QL-Co2: Inscribed Midline Hyperbola
The Inscribed Midline Hyperbola is the conic tangent at the 4 basic lines of the Reference Quadrilateral and the Newton Line (or Midline). It is remarkable that the point of tangency at the Newton Line is at its infinity point. That makes the Newton Line the asymptote of this conic and this makes this conic a hyperbola.
Equations:
Equation Conic CT-notation:
MN2 x2 + NL2 y2 + LM2 z2 - 2 MN NL x y - 2 LM NL y z - 2 LM MN z x = 0
Coordinates Center of Conic in CT-notation:
( LM + NL : LM + MN : MN + NL ) (1st presentation)

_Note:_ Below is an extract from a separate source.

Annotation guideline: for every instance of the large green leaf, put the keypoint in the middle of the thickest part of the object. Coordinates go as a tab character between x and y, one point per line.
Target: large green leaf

(l (m - n) LL : m (n - l) MM : n (l - m) NN) (2nd presentation)
Coefficients 2nd asymptote in CT-notation :
(l m + l n - m n)/LL : (l m - l n + m n)/MM : (-l m + l n + m n)/NN
where:
MN = l (m – n) (l m + l n – m n)2
NL = m (n – l) (l m – l n + m n)2
LM = n (l – m) (l m – l n – m n)2
LL = (l m + l n + m n)2 - 4 m n (l2 + m n)
MM = (l m + l n + m n)2 - 4 n l (m2 + n l)
NN = (l m + l n + m n)2 – 4 l m (n2 + l m)
------------------------------------------------------------------------------------------------------------
Equation Conic DT-notation:
l2 x2 / (m2 - n2) + m2 y2 / (n2 - l2) + n2 z2 / (l2 - m2) = 0
Coordinates Center of Conic in DT-notation:
( m2 n2 (m2-n2) : n2 l2 (n2- l2) : l2 m2 (l2-m2))
Coefficients 2nd asymptote in DT-notation :
(l2 (-l2+m2+n2) : m2 (l2-m2+n2) : n2 (l2+m2-n2))
Properties:
- QL-Co2 is the 5th Line Conic of QL-L1 (see QL-Co-1), which is an asymptote.
- The Center of the conic is QL-P23. This is a point on the Newton Line QL-L1, like all centers of inscribed Quadrilateral Conics are.
- Algebraically this conic is independent of (a,b,c) just like the Newton Line.
- QL-P13 lies on the Polar (see Ref-13, Polar) of QL-P12 wrt QL-Co2 and vice versa.
- The 2nd asymptote of QL-Co2 (the one unequal the Newton line) is the QL-Orthopolar (QL-Tf6) of QL-P23.